Field of Science

Another problem with statistical translation

In the process of writing my latest article for Scientific American Mind, I spent a lot of time testing out automatic translators like Google Translate. As I discuss in the article, these programs have gotten a lot better in recent years, but on the whole they are still not very good.

I was curious what the Italian name of one of my favorite arias meant. So I typed O Soave Fanciulla into Google Translate. Programs like Google Translate are trained by comparing bilingual documents and noting, for a given word in one language, what word typically appears in the other language in the same place. Not surprisingly, Google Translate translated O Soave Fanciulla as O Soave Fanciulla -- no doubt because it was the case that, in the bilingual corpora GT was trained on, sentences with the phrase o soave fanciulla in Italian had o suave fanciulla in English.

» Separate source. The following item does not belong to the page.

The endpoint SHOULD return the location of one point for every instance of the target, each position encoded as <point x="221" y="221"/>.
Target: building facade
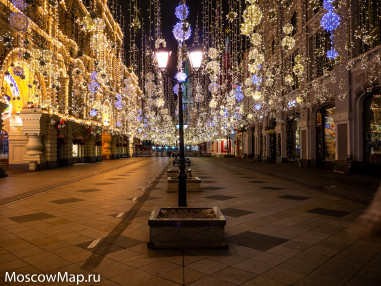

I was reduced to translating the words one at a time: soave -> sweet, fanciulla -> girl. GT thinks o means or, but I expect that's the wrong reading in this context ("or sweet girl"?).


Panos Ipeirotis said...

O = oh :-)

The translation is "oh lovely girl" or "oh sweet girl".

But the overall point is indeed interesting...

Shadab_Troikaa said...

Nice observation, I have read somewhere all these free translation software work on Mathematics algorithm and give result accordingly.

Homer Mershon said...

I tried your trick with Google Translate. "O soave fanciulla" was, as you said, with the Italian repeated. However, taking the separate words rather than the whole phrase did give "sweet" and "girl" but "or" for "o", but "o!" gave back "o!" Putting them together gave the translation "O! sweet girl". It seems to me that mechanical translation tries to operate like the activity of looking words up in the dictionary, but with the same kind result which yields the French translation of "a big movie fan" as "un gros ventilateur de cinéma".
As you say in the SciAm Mind article, context is the problem. The question, AFAIK, is whether the binomial, linear system of computer reference can deal effectively with a language system based on the planetary, core-orbitally organized structure of language with four units of syntax and 12 parts of speech which creates meaningful units of varying lengths rather than bigram and trigram units. It seems to me that resolution of the problem of homophones and polysemous words is more likely to be found in grammatical and syntactical analysis rather than in linear segmentation.
You say, p. 47 S.A.M. "The problem for the talking robot's engineer is that we do not know precisely [how people quickly resolve homophones by using context]." The problem is that the human speaker is precisely a context machine and until computers can duplicate that activity, neither fully accurate computer translation of talking robots will be more than marginally successful. If the solution is to lie in effective syntactical and grammatical analysis, call me. I have a system!